Mustafa Arıkan (Erenköy Mücahitler Derneği Başkanı)
“20 Temmuz 1974 yılında devlette memurdum. Rumlardaki harekâttan dolayı bizi göreve çağırdılar. Şimdiki hastanenin yanında bulunan birliğe giderek katıldık. Daha sonra da Meclis binası yanında bulunan birliğe geldik ve burada tedbirlerimizi aldık. Bir süre sonra Barış Gücü yetkilileri gelerek bize bulunduğumuz yerin Rumlar tarafından öğrenildiği ihbarı geldi. Yarım saat sonra iki havan bulunduğumuz yere düştü ve iki arkadaşımız yaralandı. Bu süreçte beni sevindiren olay 20 Temmuz günü paraşütlerin inmeye başladığını görmek oldu. Bizle meclis yanından çıkarak köşklüçiftlik bölgesine gitmeye çalıştığımız sırada gençler önümüzü keserek bize kendilerinin de mücadeleye katılmak istediğini söyledi. Bu duruma çok duygulandım ancak yaşları küçük olduğu için onları geri çevirdik. Allah o günleri bir kere daha göstermesin. Çok zor günlerden geçildi ve bu topraklar kazanıldı. Şimdiki gençlere özellikle şunu söylemek istiyorum. Bu topraklara sahip çıksınlar. Kulaktan duyma anlatımlarla karar vermek yerine yakın tarihi okuyarak öğrenmelerini anne ve babalarına sorarak o günlerde neler yaşandığını öğrenmelerini istiyorum”

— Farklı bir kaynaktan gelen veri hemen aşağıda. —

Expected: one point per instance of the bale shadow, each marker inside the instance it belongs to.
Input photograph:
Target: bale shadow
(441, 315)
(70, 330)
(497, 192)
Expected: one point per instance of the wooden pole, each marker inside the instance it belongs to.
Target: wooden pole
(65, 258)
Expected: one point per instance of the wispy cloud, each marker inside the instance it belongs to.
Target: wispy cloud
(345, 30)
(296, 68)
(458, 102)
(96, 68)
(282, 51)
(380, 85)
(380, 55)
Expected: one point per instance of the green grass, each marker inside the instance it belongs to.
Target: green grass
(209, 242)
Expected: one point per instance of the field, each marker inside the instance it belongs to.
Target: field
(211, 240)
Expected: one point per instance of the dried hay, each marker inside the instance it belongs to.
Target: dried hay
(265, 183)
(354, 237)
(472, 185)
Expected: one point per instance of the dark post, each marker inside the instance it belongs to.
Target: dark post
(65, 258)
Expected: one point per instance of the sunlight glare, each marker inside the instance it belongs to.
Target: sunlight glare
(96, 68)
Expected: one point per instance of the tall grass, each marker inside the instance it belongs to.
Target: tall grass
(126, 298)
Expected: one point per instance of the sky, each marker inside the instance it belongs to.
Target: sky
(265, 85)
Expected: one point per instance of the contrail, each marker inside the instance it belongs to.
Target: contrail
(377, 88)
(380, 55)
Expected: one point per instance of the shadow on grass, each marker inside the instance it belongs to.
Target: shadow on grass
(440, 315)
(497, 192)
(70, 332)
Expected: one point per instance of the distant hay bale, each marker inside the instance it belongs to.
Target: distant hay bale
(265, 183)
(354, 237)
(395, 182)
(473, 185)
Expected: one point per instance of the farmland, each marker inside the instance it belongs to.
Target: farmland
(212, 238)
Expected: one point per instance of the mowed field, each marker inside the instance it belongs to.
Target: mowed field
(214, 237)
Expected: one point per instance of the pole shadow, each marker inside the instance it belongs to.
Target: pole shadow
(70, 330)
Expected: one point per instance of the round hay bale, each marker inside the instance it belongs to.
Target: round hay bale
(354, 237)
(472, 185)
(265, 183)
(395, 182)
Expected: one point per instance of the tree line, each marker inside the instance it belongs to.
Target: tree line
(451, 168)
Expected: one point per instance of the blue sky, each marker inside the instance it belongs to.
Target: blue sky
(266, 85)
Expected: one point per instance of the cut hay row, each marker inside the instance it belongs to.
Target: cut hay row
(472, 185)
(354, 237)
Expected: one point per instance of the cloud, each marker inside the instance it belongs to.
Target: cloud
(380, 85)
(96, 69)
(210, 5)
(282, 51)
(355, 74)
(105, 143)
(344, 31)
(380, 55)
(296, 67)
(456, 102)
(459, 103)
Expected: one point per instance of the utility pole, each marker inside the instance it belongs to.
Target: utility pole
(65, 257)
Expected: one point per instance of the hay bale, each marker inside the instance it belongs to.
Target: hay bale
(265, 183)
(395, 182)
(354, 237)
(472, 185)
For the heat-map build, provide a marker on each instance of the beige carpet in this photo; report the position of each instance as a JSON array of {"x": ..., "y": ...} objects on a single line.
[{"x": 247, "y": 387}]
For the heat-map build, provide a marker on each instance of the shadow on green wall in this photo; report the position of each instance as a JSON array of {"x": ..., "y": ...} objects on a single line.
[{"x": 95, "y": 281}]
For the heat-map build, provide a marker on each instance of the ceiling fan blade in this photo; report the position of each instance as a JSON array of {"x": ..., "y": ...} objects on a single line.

Veli Hakkı (Eski Mücahit Komutanı)
“15 yıl askerlik yaptım. 20 Temmuz 1974 yılında çok zor günler yaşandı. Kıbrıs Türkünün asla aklından çıkmayacak olaylar yaşandı. Hayatımızın en mutlu gününü 20 Temmuzda gördük. Türkiye’nin bu adaya çıkarma yaparak müdahalede bulunması Kıbrıs Türkü için önemli ve sevindirici bir durumdur. 20 Temmuz günü paraşütlerin atıldığını gördüğümde bağırarak bulunduğumuz bölgedeki insanlara duyurdum. Türk ordusuna o zamanlarda büyük bir özlem vardı. O zamanlarda Kıbrıslı Türkleri adadan silmeye çalışıyorlardı. Bu sırada Türkiye’den eğitimli kişiler Kıbrıs’a gelerek TMT’yi kurdu. TMT’de vatanı için mücadele edecek kişiliğe sahip kişiler TMT’ye alındı. Birçok mücadeleler verildi ancak çok iyi silah ve mühimmatlarımız yoktu. Yıllarca Kıbrıs Türkü mücadelelerini sürdürdü. Silahlarımızın bakımlarını yaparak çanaklara koyup yer altına gömüyorduk. Çatışmalar artınca silahlarımızı çıkartıp gerekli mücadeleyi veriyorduk. Kıbrıs Türkü Türkiye ile birlikte bu toprakları kazandı. Büyük sıkıntılar içerisinde çok az bir imkânla bu mücadeleyi sürdürdük. Zor şartlarla aldığımız bu topraklara şimdiki gençlerimizin sahip çıkmasını istiyoruz. Eğer Türkiye bu adaya çıkarma yapmamış olsaydı bizler bu günleri göremeyecektik. Birçok olay yaşandı ve birçok Türk askeri hala kayıptır ve aranır durumdadır. Lütfen gençlerimiz bu topraklara sahip çıksın. Bizler o günleri tekrardan yaşamak istemiyoruz. Kimse bunu istemez.”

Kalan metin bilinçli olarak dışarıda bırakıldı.